O Conselho Nacional de Justiça (CNJ) determinou nesta segunda-feira (30) o afastamento cautelar do desembargador Alexandre Victor de Carvalho, do Tribunal de Justiça de Minas Gerais (TJMG), por suspeita de favorecimento no processo de recuperação judicial da 123 Milhas. A decisão foi tomada pelo corregedor nacional de Justiça, ministro Mauro Campbell. Procurado à época da reclamação, o desembargador classificou os “argumentos como absurdos e levianos”.

Segundo o CNJ, o processo apura graves indícios de irregularidades cometidas por Carvalho e identificou um “padrão de atuação que aparentemente extrapola a simples divergência jurídica, configurando, em tese, violação dos deveres funcionais da magistratura”. O TJMG informou que já designou um magistrado substituto e está tomando “todas as providências para o cumprimento das determinações” do conselho, reafirmando compromisso com a legalidade.

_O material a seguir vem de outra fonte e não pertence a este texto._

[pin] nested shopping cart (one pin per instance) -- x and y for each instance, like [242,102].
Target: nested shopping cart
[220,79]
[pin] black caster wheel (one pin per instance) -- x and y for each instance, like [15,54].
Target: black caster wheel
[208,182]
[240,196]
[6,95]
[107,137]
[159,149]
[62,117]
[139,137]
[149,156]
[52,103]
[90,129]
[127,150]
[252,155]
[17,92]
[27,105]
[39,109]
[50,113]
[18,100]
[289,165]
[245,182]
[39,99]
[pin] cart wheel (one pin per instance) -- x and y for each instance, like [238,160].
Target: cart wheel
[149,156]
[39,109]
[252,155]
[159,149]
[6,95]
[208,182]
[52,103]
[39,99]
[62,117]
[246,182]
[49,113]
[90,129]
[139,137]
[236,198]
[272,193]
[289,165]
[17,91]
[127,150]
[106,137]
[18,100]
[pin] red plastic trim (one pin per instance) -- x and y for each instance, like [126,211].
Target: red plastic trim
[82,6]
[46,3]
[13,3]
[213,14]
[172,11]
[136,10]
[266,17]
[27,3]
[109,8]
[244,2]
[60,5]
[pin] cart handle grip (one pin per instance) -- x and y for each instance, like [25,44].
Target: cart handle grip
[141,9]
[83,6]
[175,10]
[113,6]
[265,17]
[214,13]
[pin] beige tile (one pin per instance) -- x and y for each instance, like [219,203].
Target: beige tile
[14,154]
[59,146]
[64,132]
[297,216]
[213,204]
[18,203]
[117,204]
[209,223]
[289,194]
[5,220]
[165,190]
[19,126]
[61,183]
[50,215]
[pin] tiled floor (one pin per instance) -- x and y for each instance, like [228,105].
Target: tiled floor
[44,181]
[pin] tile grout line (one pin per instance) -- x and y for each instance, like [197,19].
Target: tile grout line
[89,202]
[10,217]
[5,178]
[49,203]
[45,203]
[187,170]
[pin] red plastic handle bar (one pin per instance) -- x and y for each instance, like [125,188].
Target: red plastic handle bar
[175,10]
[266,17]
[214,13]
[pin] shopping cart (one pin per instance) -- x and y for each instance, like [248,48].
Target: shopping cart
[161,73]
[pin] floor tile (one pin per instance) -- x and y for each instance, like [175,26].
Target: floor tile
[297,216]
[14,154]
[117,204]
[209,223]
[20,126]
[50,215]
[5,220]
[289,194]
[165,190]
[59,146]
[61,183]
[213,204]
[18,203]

Ex-presidente do Tribunal Regional Eleitoral de Minas Gerais, Carvalho já havia sido afastado em dezembro de 2024 por negociar nomeações de familiares como funcionários públicos fantasmas. A reclamação atual foi apresentada pela administradora judicial Brisola e Japur. Entre as suspeitas, está a nomeação de administradores judiciais em substituição aos auxiliares de confiança do juízo de primeiro grau, o que violaria o princípio do juiz natural.

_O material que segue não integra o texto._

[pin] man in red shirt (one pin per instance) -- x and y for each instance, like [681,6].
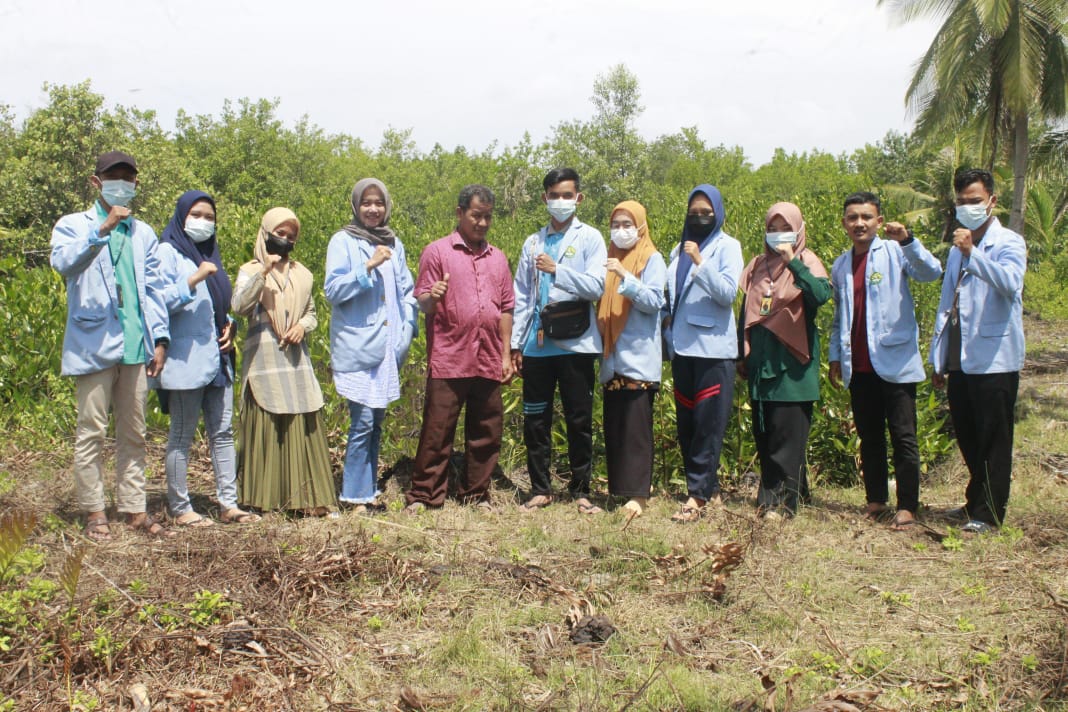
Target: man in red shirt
[465,289]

Além disso, Carvalho teria determinado, em decisão monocrática durante o recesso forense, o levantamento de R$ 23 milhões para pagamento de honorários a peritos e administradores por ele indicados. Em nota, o magistrado reiterou que o assunto é de “exclusiva natureza jurisdicional” e que apresentou informações que refutam as acusações.

O processo de recuperação judicial da 123 Milhas foi iniciado em 29 de agosto de 2023, quando o grupo declarou dívidas de R$ 2,3 bilhões e listou 761.293 credores. O plano apresentado à 1ª Vara Empresarial de Belo Horizonte em 26 de dezembro de 2024 prevê diferentes formas de pagamento, incluindo prazos de até seis anos e meio para quitação integral a determinados grupos de credores.